What is the “it” here? Biden tried to explain that Bibi is not, apparently, paying enough “attention to the innocent lives being lost as a consequence of the actions taken.”

That didn’t make it any clearer, but his discussion of the war in Gaza followed this pattern: he brought it back it back to Bibi.

Vice President Kamala Harris took a more explicit route to the same destination. “I think it’s important for us to distinguish, or at least to not conflate, the Israeli government with the Israeli people,” Harris said. “The Israeli people are entitled to security, as are the Palestinians. In equal measure.”

This is the sort of thing the administration says about the Palestinians and Hamas. The moral equivalence is egregious, but another problem with it is this: Whom are they talking to? Who is the audience for this?

Vilifying Bibi was edgy a decade ago, maybe, especially as a way of saying Israel might conceivably have the right to defend itself but not this way. Today, the activists powering the pro-Hamas protest movement don’t believe and don’t claim that “the Israeli people are entitled to security.” They are, instead, saying that the Israeli people are colonizers, that decolonization is necessarily violent, and that Israel doesn’t have the right to security and self-defense from the people it supposedly oppresses.

Biden and Harris are arguing with a ghost.

And they’re not arguing well, it must be said. Especially Harris. Israel is currently being led by a unity government. That means the primary opposition party is part of the governing coalition. That party is led by Benny Gantz, who is leading Netanyahu in the polls by a comfortable margin.

Recent polls show that in the next elections, the coalition of parties led by Gantz would get 75 seats in the Knesset. The faction led by Netanyahu would get 45 seats. That accounts for… 100 percent of the seats in the Knesset. And they don’t disagree on the war strategy.

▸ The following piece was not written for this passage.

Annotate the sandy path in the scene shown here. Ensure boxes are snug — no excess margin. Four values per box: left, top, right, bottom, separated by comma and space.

What’s more, Israeli voters want Gantz to stay in the current Netanyahu-led government. In fact, a large majority of Gantz’s own voters want him to stay in the coalition, despite the fact that he would handily win the next election. One of Netanyahu’s longtime rivals is Avigdor Lieberman, who has recently called for the government to disband and hold new elections. Yet a majority of Lieberman’s own voters don’t agree.

A common talking point is that Netanyahu—like his predecessor and his predecessor’s predecessor, etc.—did not receive a majority of the votes himself, and had to cobble together a coalition to govern. First of all, that is true of every Israeli governing coalition. But second and more important, Israelis vote strategically—meaning if one party seems to be on the path to victory, many voters will cast their ballot for one of the other parties to increase that other party’s chances of being brought into the governing coalition. Therefore the coalitions that govern Israel are in fact democratically representative.

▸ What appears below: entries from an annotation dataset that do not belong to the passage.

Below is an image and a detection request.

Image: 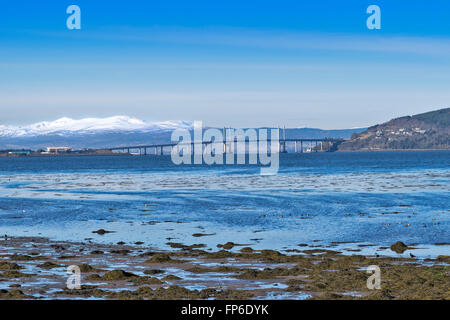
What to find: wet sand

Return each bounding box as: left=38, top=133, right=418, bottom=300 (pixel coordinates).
left=0, top=237, right=450, bottom=300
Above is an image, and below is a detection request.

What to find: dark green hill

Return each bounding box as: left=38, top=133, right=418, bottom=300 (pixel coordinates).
left=339, top=108, right=450, bottom=151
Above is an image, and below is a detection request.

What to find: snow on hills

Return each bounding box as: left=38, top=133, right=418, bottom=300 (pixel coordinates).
left=0, top=116, right=192, bottom=138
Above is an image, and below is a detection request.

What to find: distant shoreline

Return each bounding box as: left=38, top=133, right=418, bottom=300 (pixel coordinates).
left=0, top=149, right=450, bottom=158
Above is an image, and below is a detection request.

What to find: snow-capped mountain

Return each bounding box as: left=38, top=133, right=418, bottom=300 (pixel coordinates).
left=0, top=116, right=192, bottom=150
left=0, top=116, right=192, bottom=138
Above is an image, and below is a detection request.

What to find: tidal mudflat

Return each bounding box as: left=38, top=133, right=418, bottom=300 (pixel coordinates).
left=0, top=237, right=450, bottom=300
left=0, top=151, right=450, bottom=299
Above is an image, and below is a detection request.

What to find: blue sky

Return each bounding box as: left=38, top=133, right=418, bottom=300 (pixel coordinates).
left=0, top=0, right=450, bottom=129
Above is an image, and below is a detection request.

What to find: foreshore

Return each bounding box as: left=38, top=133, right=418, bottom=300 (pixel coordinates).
left=0, top=236, right=450, bottom=300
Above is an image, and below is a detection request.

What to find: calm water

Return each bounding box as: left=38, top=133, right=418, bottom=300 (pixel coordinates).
left=0, top=151, right=450, bottom=256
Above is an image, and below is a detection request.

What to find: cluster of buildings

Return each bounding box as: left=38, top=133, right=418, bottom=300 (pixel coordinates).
left=0, top=147, right=72, bottom=156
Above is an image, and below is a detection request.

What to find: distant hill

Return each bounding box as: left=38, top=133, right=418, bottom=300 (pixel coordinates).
left=338, top=108, right=450, bottom=151
left=0, top=116, right=365, bottom=150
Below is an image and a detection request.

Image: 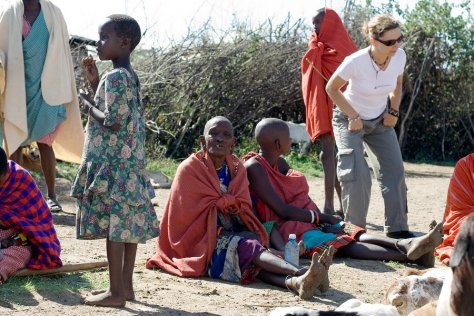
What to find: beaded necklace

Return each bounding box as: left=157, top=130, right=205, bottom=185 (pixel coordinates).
left=369, top=48, right=389, bottom=80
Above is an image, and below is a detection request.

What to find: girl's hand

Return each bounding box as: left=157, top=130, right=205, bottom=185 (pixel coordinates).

That’s part of what makes the moral equivalence so galling. You don’t have to make assumptions about the Israeli public. They are not living under tyranny. Israel is a democracy. If you want to know what Israelis think, just ask them.

For example, they largely support the current war effort. And since Israel has compulsory national service, when politicians complain about the conduct of the war, they are criticizing the Israeli people as much as the government.

Not that any of this matters to the people trying to torpedo Biden’s reelection over Gaza. Which makes the administration’s current strategy all the more peculiar. Biden and Harris seem determined to alienate everybody. And at the rate they’re going, they might succeed.